I gave it a moment and decided to drive to the grocery store to grab more chips, but then something happened. I don’t know if it was more the thought of ‘I just went through entire bag of chips in as little as two days alone’ which was adjoined with a flashback of my obesity, or if it was just that restless sense that has been following me since my plane landed on the runway of Phoenix. Whatever it was, I, instead of turning into the grocery store, turned into the residential area of Sedona. I drove up and down the streets looking at all the architecture and extreme hippie/artist/new age culture that is the foundation of this town. Somehow weaving down these roads named after different brands of coffee I found myself whizzing through a scenic wilderness in the sunset. I blared my music and drove…and drove…and drove. Destination anywhere. The mountains’ profile surround me and fill me further with that restless sense of adventure. My mind started to race, what’s next? When will the previous chapter finally break me from its bonds? I feel in my heart I’m supposed to return, only next time with someone, but who? Did I make the correct decisions up to this point in life? All those wanna be esoteric questions that fill anyone in the transitional stage I have found myself in.
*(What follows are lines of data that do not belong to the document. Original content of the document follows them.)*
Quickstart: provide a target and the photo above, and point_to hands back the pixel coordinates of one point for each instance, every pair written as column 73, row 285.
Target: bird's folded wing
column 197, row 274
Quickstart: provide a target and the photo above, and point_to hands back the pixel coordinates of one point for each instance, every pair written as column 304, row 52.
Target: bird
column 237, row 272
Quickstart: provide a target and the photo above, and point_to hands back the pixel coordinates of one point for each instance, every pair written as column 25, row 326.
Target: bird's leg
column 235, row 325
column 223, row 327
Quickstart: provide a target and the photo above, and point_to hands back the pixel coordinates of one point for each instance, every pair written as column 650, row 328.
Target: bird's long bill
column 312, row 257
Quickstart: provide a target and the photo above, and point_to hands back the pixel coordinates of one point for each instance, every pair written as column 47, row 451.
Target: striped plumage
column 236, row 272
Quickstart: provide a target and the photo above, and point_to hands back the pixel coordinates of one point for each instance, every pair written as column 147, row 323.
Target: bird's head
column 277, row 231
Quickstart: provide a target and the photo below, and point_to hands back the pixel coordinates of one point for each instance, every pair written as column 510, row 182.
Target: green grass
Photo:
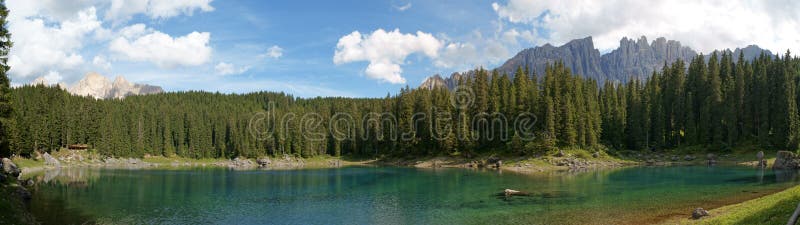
column 27, row 163
column 770, row 209
column 12, row 207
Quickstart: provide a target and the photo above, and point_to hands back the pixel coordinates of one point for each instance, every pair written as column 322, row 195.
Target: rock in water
column 761, row 162
column 785, row 160
column 698, row 213
column 50, row 160
column 263, row 162
column 10, row 168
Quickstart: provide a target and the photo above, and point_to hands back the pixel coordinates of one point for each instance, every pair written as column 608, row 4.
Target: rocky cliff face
column 579, row 55
column 437, row 81
column 98, row 86
column 633, row 59
column 637, row 59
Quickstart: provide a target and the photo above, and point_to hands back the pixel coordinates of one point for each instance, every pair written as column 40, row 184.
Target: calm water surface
column 386, row 195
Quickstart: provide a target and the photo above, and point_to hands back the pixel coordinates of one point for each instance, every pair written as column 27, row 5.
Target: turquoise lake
column 390, row 195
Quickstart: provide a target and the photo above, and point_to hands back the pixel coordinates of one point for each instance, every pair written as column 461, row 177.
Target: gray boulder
column 698, row 213
column 786, row 160
column 263, row 162
column 50, row 160
column 10, row 168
Suddenly, I was drawn to an off road which led to historic Cottonwood. It was much like any other historic strip you would find like Fredricksburg or Brady, TX, very ‘cutesy’. Crawling through at 25 mph the sun was nearly disappearing from the sky and I knew although I had not found what I was searching for it was time to turn back. Just past the quaint block was a new residential development I used to flip through, and then made an immediate return to historic Cottonwood. This time just as I pulled in front of the first shop, The Hippie Emporium, I found myself having to slam on my breaks for a peacock standing in the middle of the road staring up at me. His feathers did not cast it’s thousands of stares, but only the two eyes in his head. I looked around, where did this come from? It wasn’t anywhere in sight when I just crawled through town not thirty seconds before?! All I could see were two kids, no older than fourteen hiding in the alley of a vacant parking lot fumbling around to stuff their pipe they weren’t thinking to conceal, and I highly doubt they were out walking their pet peacock. So what is this trying to say to me? The peacock is a creature who can not only endure snake venom, but turn it to solar iridescence. They can find themselves in a jungle of only poisonous foliage and survive gobbling on that. Possibly this is a reminder of my strength, or my ability to come across a drained spirit and revive it. My ability to take on a surmountable amount turmoil and find the beauty in it, I feed off it. Oh the possibilities of conclusions to draw are endless.